Robert de Niro dijo de Yvonne Blake, que sólo se sentía en el personaje cuando se ponía el vestuario diseñado por ella. En su caso afirmaciones de este calibre las hacían Sean Connery o Charlton Heston.
Yvonne, Superstar. Eso me pareció siempre, una estrella, una Superwoman, en su trabajo, en su vida personal, diseñando, cocinando, en la Academia, en el plató, o en una taberna. En lo más glamuroso y en lo más mundano, siempre sin perder el estilo. Y la risa, y el optimismo.
No todo el mundo puede presumir de haberse sentado en el suelo a revisar bocetos con Al Pacino, de presenciar una bronca doméstica entre Elizabeth Taylor y Richard Burton, de convertir a Marlon Brando en el papá de Superman, o de que Audrey Hepburn aceptase vestirse con tela de saco.
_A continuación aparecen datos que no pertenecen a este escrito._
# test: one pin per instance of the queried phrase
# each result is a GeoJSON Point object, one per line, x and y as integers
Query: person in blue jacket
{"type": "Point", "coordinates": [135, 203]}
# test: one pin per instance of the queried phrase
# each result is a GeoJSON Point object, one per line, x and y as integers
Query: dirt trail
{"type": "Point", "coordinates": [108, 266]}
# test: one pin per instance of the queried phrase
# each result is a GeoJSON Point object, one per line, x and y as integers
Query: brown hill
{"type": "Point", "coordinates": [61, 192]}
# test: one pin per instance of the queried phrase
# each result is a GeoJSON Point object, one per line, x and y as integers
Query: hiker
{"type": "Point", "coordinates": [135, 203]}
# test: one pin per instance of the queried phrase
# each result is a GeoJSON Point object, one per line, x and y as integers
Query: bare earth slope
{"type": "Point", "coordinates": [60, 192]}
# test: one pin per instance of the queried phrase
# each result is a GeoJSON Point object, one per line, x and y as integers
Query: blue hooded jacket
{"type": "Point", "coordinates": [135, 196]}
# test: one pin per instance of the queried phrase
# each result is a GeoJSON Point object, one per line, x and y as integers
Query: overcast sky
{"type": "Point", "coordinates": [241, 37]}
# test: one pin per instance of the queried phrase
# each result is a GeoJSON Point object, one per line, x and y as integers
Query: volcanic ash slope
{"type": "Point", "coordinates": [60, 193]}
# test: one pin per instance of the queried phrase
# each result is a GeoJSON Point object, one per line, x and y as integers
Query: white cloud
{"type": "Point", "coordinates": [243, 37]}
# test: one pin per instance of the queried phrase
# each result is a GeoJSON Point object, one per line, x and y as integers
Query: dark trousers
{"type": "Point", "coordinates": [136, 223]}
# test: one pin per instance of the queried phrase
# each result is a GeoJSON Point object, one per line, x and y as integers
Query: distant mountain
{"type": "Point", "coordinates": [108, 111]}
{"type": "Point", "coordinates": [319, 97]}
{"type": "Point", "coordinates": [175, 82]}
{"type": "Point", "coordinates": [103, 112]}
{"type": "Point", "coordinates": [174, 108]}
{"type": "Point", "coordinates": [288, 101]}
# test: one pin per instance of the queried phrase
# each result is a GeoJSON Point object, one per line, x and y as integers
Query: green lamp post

Y sin embargo, Yvonne sabía que no todo está ganado, que no hay que creérselo. “Mira, baby…”, me decía, “un éxito no asegura la eternidad”. Porque después de ganar el Oscar por Nicolás y Alejandra tuvo que pasar un casting para hacer Jesucristo Superstar, la estatuilla no era suficiente credencial. Descubrió pronto que el reconocimiento hay que ganárselo día a día, con tesón, suma y sigue.
Durante el proceso de elaboración de su libro, de nuestro libro como le gustaba decir, rió y también lloró, se enfrentó a sus buenos recuerdos y también a sus fantasmas. Salió a flote su capacidad de lucha y también su fragilidad. En el tintero quedaron detalles y secretos que no debían ponerse en papel, y que están en un limbo que he olvidado. Pero lo que nunca olvidaré es su autenticidad, su perseverancia, su generosidad. Su búsqueda de la excelencia, de la perfección, en todo, y en su trabajo las mejores telas, la experimentación, el acabado perfecto. Siempre lo mejor.
Hasta siempre, amiga, estrella favorita. Yvonne, Superstar.